The African Union (AU) on Friday refused to act on an international war crimes warrant for the Sudanese president, at a summit that also yielded a deal on the powers of a new regional authority.
The refusal to arrest Sudanese President Omar al-Bashir granted a continent-wide reprieve to a leader accused of war crimes and crimes against humanity in Darfur.
While the measure was backed by Libya and other nations that sympathize with Sudan, the text also voiced Africa’s frustration at the UN Security Council’s failure to consider a request to suspend the warrant for one year, delegates said.
“They are showing to the world community that if you don’t want to listen to the continent, if you don’t want to take into account our proposals … if you don’t want to listen to the continent, as usual, we also are going to act unilaterally,” the top AU official Jean Ping said.

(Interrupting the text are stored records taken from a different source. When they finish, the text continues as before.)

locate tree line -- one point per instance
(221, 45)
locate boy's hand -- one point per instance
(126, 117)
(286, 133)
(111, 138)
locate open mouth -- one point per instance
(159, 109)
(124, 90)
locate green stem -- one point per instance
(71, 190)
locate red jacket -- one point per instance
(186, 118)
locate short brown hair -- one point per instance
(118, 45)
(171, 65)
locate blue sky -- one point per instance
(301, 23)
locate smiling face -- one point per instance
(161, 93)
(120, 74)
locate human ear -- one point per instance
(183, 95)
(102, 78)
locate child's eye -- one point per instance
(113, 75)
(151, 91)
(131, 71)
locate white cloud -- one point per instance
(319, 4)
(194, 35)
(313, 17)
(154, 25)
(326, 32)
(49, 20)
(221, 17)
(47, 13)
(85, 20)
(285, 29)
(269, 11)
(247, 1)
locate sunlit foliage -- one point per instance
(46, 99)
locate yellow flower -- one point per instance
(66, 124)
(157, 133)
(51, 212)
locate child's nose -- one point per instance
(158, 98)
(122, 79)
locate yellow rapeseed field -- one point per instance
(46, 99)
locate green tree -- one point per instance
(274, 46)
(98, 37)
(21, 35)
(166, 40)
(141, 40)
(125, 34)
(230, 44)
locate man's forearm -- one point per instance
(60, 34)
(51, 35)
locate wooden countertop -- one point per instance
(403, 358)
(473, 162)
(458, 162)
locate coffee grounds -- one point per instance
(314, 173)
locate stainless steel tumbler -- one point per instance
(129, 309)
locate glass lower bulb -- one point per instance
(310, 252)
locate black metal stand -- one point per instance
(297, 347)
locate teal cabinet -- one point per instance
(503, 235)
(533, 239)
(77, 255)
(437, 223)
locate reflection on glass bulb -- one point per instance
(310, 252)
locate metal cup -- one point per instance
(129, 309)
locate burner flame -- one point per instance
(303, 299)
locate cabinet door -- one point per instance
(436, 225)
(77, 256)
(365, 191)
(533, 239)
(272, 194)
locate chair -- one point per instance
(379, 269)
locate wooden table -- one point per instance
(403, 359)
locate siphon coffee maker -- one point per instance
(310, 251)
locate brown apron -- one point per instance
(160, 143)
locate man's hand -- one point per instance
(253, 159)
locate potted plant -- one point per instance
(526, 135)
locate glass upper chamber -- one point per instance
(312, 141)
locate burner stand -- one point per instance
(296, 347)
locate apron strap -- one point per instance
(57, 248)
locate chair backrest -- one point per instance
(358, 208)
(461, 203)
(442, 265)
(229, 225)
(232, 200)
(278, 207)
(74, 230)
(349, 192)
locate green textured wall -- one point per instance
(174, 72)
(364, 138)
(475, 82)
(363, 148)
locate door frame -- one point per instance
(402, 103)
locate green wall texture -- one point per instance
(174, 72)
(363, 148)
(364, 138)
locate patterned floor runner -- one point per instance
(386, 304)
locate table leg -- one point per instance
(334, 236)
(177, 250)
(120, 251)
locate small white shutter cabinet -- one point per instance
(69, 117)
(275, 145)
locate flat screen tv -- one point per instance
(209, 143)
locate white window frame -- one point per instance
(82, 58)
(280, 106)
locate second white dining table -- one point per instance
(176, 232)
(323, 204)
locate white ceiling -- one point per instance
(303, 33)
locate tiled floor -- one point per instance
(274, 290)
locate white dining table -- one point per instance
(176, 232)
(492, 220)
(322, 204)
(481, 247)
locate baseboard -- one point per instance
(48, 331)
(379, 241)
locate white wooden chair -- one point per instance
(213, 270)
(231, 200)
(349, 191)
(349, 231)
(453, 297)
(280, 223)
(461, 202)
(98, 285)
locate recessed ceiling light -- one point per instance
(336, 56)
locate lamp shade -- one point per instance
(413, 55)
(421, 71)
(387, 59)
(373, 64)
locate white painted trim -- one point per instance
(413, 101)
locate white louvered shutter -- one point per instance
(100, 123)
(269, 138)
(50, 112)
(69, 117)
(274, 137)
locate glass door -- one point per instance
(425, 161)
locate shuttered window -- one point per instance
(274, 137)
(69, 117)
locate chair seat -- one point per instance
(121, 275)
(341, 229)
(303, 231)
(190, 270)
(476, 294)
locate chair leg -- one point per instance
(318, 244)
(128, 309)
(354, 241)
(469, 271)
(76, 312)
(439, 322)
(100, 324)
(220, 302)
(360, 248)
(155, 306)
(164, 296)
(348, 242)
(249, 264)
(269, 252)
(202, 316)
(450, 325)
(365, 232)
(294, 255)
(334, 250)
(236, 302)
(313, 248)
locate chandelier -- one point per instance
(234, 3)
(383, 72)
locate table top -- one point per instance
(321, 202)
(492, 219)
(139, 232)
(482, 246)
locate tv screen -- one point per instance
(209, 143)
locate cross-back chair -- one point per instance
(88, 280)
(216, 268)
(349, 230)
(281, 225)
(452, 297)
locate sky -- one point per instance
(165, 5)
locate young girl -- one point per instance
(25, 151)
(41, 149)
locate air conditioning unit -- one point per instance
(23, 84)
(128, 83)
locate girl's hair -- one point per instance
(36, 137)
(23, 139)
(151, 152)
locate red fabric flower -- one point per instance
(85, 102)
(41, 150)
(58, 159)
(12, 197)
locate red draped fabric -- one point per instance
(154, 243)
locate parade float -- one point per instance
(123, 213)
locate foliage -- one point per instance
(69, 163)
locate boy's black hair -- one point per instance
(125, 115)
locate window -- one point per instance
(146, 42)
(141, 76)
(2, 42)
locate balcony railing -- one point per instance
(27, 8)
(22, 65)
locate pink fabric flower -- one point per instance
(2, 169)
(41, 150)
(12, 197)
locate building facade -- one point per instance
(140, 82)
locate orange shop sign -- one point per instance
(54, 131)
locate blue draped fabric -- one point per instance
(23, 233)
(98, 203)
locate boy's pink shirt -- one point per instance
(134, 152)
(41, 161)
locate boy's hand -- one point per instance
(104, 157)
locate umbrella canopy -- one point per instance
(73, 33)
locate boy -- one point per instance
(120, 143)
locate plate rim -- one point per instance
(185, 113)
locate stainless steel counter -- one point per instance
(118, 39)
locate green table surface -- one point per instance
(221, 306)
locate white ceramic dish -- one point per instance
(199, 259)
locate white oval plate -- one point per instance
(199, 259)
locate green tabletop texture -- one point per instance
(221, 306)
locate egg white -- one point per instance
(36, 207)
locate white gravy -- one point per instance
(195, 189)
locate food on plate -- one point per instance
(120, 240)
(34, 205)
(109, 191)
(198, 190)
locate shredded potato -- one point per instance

Thirty African nations are party to the treaty that created the International Criminal Court (ICC), but even advocates of the ICC said they sensed a bias by the tribunal’s prosecutor against Africa.
The UN says up to 300,000 people have died and 2.7 million have fled their homes since ethnic minority rebels in Darfur rose up against the Arab-dominated regime in Khartoum in February 2003.

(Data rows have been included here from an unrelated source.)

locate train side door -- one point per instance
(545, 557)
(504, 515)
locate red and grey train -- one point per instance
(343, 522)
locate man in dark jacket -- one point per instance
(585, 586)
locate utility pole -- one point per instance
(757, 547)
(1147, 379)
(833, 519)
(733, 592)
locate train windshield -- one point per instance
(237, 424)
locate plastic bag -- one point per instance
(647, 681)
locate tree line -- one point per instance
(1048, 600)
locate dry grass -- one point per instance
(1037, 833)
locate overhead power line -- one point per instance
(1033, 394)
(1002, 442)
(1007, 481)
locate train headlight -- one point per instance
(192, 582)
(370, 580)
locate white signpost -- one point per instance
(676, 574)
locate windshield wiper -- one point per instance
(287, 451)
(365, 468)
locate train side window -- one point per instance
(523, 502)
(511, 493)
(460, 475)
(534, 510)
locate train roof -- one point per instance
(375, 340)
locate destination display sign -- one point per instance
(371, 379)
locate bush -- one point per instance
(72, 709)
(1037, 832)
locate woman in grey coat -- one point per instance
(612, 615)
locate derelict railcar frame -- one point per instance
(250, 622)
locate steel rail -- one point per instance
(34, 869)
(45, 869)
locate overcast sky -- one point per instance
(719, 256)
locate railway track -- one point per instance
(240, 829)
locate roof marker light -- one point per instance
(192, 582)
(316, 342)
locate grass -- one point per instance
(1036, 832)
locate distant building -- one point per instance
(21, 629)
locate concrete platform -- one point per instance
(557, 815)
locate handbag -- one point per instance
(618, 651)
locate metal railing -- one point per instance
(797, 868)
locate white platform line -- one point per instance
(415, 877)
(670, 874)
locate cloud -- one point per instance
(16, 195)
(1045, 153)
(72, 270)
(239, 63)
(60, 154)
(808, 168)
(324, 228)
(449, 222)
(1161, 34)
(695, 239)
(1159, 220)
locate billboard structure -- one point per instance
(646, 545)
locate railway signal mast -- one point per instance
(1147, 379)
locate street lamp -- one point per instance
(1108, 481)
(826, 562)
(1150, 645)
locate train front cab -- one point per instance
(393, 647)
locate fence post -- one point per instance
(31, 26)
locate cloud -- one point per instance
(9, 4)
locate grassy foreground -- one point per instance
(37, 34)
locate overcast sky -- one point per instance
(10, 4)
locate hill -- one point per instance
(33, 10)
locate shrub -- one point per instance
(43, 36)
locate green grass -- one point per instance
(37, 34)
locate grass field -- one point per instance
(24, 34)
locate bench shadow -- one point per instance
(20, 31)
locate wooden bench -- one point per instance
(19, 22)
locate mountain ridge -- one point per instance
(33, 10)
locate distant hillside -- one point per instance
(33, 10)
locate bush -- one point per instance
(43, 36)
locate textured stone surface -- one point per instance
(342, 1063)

The Sudanese government says 10,000 have been killed.
Rights activists said the AU decision ignored the plight of the victims of the violence.
“This resolution, the result of unprecedented bullying by Libya, puts the AU on the side of a dictator accused of mass murder rather than on the side of his victims,” said Reed Brody, a spokesman for Human Rights Watch.
“But it cannot erase the legal obligations undertaken by the 30 African countries which have ratified the ICC treaty,” he said.
The summit proved contentious from the start as Libyan leader Muammar Qaddafi, the current AU chief hosting the summit in his hometown, extended a surprise invitation to Iranian President Mahmoud Ahmadinejad to address the summit’s opening Wednesday.
Tehran canceled the visit at the last minute without explanation, after it became clear not all the delegates knew about or welcomed his visit.
The 24 leaders at the summit then held marathon talks on Thursday night to reach a pre-dawn deal on the powers of a new AU Authority that will be tasked with coordinating defense, foreign relations and trade policies.
Despite relentless pressure from Qaddafi to grant the Authority broad influence over policy, the summit left the new body toothless to act without an explicit mandate from the member states.
Qaddafi had hoped the AU’s new executive authority would mark a major step toward his dreamed “United States of Africa,” but the continent’s biggest economy South Africa, as well as top oil producers Nigeria and Angola, won out with their insistence on a more gradual approach to integration.
“There are some small steps towards consultations and common African policy positions, but those who want to go slowly came out ahead,” said one minister who participated in the talks.
The 53 member states still must ratify the changes, meaning the AU still has a long wait to see the existing AU Commission transformed into the Authority.
The compromise settled the most contentious debate at the summit, which largely overshadowed talks on a raft of conflicts roiling the continent, most dramatically in Somalia, where Islamist insurgents launched an offensive against the internationally backed government nearly two months ago.